What happened
Veteran rock group U2 has signed a 12-year contract with Live Nation Inc., giving the company control of the band’s merchandising, touring, and digital and branding rights. U2 will maintain their recording and publishing relationship with Universal Music Group. Although financial terms of the deal haven’t been revealed, it has been estimated to be in the $100 million range. (Reuters)

What the commentators said
Live Nation made a smart deal with U2, said Rick Aristotle Munarriz in the blog The Motley Fool, especially by excluding “record label distribution” for the band. Live Nation understands that “established artists like Madonna”—who also teamed up with the company recently—“and U2 rarely duplicate the commercial success they achieved in their prime,” but they’re still “compelling on stage.” Plus, fans still want to hear artists “perform their classics,” so a band like U2 doesn’t “need to have another hit record between now and 2020 to fill up stadiums.”
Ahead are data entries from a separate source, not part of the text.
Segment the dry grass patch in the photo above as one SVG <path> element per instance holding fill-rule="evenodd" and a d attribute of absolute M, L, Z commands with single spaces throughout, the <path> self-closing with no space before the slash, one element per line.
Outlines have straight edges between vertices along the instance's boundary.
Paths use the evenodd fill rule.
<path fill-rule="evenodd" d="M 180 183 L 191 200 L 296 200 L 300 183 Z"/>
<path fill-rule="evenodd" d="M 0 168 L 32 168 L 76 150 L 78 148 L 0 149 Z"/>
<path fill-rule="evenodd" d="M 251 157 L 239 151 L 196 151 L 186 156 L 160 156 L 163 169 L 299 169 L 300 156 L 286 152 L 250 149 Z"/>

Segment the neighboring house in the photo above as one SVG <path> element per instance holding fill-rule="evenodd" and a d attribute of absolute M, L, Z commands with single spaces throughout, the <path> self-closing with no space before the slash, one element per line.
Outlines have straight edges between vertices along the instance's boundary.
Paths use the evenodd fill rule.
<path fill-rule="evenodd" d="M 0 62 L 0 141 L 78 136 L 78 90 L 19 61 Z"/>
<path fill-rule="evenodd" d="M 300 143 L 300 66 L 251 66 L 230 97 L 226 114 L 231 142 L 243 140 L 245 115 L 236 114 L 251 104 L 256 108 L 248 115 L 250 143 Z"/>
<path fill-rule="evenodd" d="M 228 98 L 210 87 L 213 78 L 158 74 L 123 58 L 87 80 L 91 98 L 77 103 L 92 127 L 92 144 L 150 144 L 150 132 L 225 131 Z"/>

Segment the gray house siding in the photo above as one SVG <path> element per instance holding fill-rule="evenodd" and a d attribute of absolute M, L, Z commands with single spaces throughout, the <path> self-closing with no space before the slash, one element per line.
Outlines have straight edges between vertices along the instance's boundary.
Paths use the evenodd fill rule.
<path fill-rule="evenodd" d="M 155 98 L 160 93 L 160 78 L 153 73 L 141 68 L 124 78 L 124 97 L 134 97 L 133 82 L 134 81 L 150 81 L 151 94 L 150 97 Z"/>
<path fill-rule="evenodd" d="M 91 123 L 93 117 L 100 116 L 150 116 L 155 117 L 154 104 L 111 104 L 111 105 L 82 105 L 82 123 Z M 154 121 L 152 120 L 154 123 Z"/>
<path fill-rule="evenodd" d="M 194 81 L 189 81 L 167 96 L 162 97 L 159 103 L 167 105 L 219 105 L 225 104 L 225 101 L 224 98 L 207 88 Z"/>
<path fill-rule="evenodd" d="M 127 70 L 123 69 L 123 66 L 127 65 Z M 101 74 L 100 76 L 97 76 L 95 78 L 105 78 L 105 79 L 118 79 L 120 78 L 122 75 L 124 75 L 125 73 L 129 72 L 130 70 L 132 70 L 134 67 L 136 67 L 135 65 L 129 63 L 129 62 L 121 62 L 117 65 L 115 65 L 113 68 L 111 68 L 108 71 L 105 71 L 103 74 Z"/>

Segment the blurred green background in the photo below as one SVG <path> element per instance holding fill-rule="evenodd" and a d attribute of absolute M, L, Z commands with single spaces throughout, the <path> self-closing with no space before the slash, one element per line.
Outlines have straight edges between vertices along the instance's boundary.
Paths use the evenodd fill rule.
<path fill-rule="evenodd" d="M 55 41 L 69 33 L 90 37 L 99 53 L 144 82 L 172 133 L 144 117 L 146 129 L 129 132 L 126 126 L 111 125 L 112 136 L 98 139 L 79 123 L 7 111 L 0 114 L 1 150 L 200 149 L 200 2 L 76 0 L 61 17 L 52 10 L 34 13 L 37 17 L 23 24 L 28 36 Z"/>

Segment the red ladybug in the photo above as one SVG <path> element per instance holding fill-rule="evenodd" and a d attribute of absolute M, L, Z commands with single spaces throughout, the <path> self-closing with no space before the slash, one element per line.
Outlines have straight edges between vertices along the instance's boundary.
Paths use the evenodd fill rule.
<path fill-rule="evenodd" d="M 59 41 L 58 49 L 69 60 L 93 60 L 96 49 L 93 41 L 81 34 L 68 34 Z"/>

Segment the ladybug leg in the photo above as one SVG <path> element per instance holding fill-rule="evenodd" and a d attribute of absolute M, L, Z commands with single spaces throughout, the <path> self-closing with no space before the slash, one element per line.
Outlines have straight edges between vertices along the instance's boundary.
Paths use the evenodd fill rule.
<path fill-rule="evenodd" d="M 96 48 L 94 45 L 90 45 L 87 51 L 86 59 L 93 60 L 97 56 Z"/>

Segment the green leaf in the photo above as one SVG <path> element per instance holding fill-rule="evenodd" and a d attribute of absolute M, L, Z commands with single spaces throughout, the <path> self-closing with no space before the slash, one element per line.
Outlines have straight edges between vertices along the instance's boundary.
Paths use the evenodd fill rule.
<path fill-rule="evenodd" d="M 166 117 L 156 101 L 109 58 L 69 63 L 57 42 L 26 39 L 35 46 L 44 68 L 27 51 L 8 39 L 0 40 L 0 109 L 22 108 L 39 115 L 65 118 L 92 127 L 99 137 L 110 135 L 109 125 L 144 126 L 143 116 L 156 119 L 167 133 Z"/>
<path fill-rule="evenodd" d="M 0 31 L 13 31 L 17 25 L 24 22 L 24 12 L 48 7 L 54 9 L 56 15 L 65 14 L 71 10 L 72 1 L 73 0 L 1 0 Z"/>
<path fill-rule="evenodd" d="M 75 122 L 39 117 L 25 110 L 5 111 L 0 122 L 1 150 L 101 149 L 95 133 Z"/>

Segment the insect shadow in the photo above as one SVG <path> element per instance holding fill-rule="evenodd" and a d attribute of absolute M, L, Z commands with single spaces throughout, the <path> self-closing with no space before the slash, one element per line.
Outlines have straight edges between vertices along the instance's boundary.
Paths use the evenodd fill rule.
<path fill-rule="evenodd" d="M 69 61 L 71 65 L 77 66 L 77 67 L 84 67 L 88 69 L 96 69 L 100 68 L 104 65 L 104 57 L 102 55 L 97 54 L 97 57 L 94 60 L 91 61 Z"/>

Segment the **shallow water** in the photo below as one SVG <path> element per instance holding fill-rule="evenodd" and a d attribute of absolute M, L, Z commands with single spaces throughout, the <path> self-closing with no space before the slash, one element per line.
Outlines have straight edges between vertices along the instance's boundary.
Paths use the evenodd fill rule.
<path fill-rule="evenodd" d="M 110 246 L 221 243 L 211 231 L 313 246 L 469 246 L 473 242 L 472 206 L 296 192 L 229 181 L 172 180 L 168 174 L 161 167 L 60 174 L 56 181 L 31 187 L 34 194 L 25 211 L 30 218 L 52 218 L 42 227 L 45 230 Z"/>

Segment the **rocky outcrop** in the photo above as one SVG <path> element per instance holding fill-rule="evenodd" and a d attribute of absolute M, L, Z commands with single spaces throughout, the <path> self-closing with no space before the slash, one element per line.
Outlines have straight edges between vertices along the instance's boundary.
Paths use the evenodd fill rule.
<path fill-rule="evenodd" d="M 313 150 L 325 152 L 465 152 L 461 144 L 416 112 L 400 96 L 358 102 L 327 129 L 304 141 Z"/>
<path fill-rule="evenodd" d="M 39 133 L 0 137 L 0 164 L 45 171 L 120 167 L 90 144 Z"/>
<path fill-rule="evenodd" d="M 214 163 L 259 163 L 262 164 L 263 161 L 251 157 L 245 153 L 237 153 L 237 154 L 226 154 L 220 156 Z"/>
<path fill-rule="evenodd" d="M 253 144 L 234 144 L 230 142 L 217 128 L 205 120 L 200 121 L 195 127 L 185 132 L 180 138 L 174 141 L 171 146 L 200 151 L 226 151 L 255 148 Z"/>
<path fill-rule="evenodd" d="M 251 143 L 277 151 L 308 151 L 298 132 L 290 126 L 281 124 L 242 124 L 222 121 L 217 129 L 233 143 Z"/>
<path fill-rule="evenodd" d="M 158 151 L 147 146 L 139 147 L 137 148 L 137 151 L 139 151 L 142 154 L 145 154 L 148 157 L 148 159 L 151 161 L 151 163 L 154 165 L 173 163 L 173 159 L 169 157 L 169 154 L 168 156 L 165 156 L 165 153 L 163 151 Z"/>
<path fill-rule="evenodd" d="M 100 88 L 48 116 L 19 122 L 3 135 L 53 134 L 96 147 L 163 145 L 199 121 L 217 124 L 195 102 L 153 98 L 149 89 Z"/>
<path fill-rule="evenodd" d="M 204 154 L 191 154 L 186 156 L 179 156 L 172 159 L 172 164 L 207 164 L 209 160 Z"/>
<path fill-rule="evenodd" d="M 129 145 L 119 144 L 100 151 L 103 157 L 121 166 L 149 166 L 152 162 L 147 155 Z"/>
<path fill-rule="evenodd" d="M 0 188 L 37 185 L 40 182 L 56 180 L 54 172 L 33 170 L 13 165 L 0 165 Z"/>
U2 obviously knows what it’s doing, too, said Ciar Byrne in The Independent. This is “the direction in which the music industry is heading. As income from CD sales declines and pirate downloads eat up profits, artists are starting to realize that the money lies in touring and merchandising.” And the Rolling Stones might be next to sign up: Rumor has it that Live Nation might try to “woo” them “when their current contract with EMI expires in June.”

Aren’t the members of U2 getting a little old for this? said Stuart Heritage in the blog Hecklerspray. “You’d think that they’d be planning to kick the whole music thing in the head” by now. Wouldn’t they rather be “saving Africa or ending poverty or halting climate change” or something? Now we have to endure “12 more years” of them “flying around the world and being all smug and singing their rubbish songs.” “Warning” to Live Nation: Don’t even “think about talking to Bon Jovi.”